Há democracias onde o MP é controlado directamente pelo Governo, através do ministro da Justiça, com o fundamento teórico de que, não sendo assim, não pode haver uma política de justiça assumida pelo Governo. Há países onde o MP é controlado pelos eleitores, que elegem regularmente os procuradores em função do seu histórico no desempenho da função. E há países onde o MP é controlado hierarquicamente dentro da estrutura, no topo da qual está alguém que responde ou perante o Governo ou perante o Parlamento. Mas nós somos um caso original e de “sucesso”: os nossos procuradores, além de serem independentes e irresponsáveis pelas suas decisões ou não decisões, são ainda inamovíveis e hierarquicamente autónomos, podendo apenas e em casos extremos ser disciplinarmente responsabilizados perante um Conselho Superior onde, ao contrário do que sucede com os juízes, os seus pares estão em maioria.
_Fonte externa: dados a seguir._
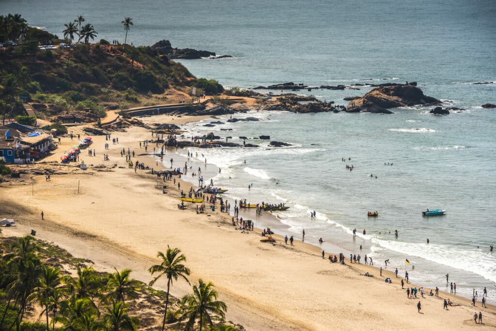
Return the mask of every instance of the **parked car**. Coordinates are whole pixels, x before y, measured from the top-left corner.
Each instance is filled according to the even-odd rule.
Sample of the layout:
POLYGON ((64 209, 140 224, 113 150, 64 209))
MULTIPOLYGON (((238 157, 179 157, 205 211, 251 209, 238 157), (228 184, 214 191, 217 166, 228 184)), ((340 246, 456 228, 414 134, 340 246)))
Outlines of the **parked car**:
POLYGON ((7 47, 8 46, 17 46, 17 43, 14 43, 14 42, 5 42, 2 45, 3 47, 7 47))

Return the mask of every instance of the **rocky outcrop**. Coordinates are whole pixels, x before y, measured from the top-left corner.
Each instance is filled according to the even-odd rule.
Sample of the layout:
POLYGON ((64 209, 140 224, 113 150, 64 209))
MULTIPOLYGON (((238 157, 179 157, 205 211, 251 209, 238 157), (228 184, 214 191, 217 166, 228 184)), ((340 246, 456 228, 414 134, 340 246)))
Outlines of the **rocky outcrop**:
POLYGON ((226 57, 234 57, 232 55, 221 55, 218 56, 210 56, 208 58, 211 58, 212 59, 216 59, 217 58, 226 58, 226 57))
POLYGON ((334 111, 335 108, 332 103, 321 102, 310 102, 300 104, 298 102, 288 102, 281 103, 273 103, 264 107, 267 110, 281 110, 292 112, 312 113, 334 111))
POLYGON ((224 107, 218 105, 214 105, 210 107, 202 110, 197 110, 195 115, 225 115, 226 114, 234 114, 234 110, 228 107, 224 107))
POLYGON ((436 107, 429 111, 429 113, 434 115, 448 115, 449 114, 449 110, 447 109, 443 109, 442 107, 436 107))
POLYGON ((215 53, 207 51, 197 51, 190 48, 173 48, 171 42, 161 40, 152 47, 161 54, 167 55, 169 58, 194 59, 215 56, 215 53))
POLYGON ((269 146, 272 147, 283 147, 285 146, 292 146, 291 144, 287 143, 281 143, 279 141, 271 141, 269 143, 269 146))
POLYGON ((364 97, 351 101, 348 105, 346 111, 392 113, 388 109, 440 103, 441 102, 436 99, 424 95, 422 90, 416 86, 395 85, 372 90, 364 97))
POLYGON ((245 118, 229 118, 227 120, 227 121, 230 123, 236 123, 236 122, 239 122, 240 121, 242 122, 257 122, 259 120, 260 120, 256 117, 246 117, 245 118))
Nenhum outro órgão de soberania, nenhuma outra actividade de serviço público, nenhuma outra profissão goza entre nós de semelhante estatuto de impunidade funcional. Os políticos têm medo de a contestar, os ignorantes acham que pô-la em causa equivale a defender a corrupção e os “poderosos”, os jornalistas apressados não querem perder as suas notícias e os populistas alimentam-se disto como de pão para a boca. Mas aqueles que sabem do que falo têm razões para não dormirem descansados: “Primeiro, vieram buscar o meu vizinho…”

O caso Casa Pia deveria ter sido um toque a rebate sobre o funcionamento do MP. Quando ficámos a saber que na investigação do processo andavam a mostrar aos miúdos traumatizados um catálogo com 30 fotografias de figuras públicas, do cardeal-patriarca a Mário Soares, escolhidas ao gosto aleatório ou não de um qualquer procurador (e onde, obviamente, não constava o retrato de nenhum magistrado), para ver se eles, confundindo figuras conhecidas dos ecrãs com figuras dos seus abusos, identificavam “suspeitos”, e nada aconteceu a estes “investigadores” e aos seus superiores, a partir daí ficou aberta a porta à intimidação processual. Que se seguiu, por diversas vezes e sempre impunemente, arrasando reputações, carreiras e vidas pessoais, afastando do serviço público gente de valor para o país, compreensivelmente aterrorizada pela madrasta justiceira do DCIAP de Lisboa. Até chegarmos ao 7 de Novembro e à escolha política que nos resta depois do raide da PGR e do MP: os salvados do incêndio, a mediocridade partidária e populista. E querem que não falemos disso, que nos conformemos, que “deixemos a Justiça seguir o seu curso”? Mas qual curso? Qual Justiça?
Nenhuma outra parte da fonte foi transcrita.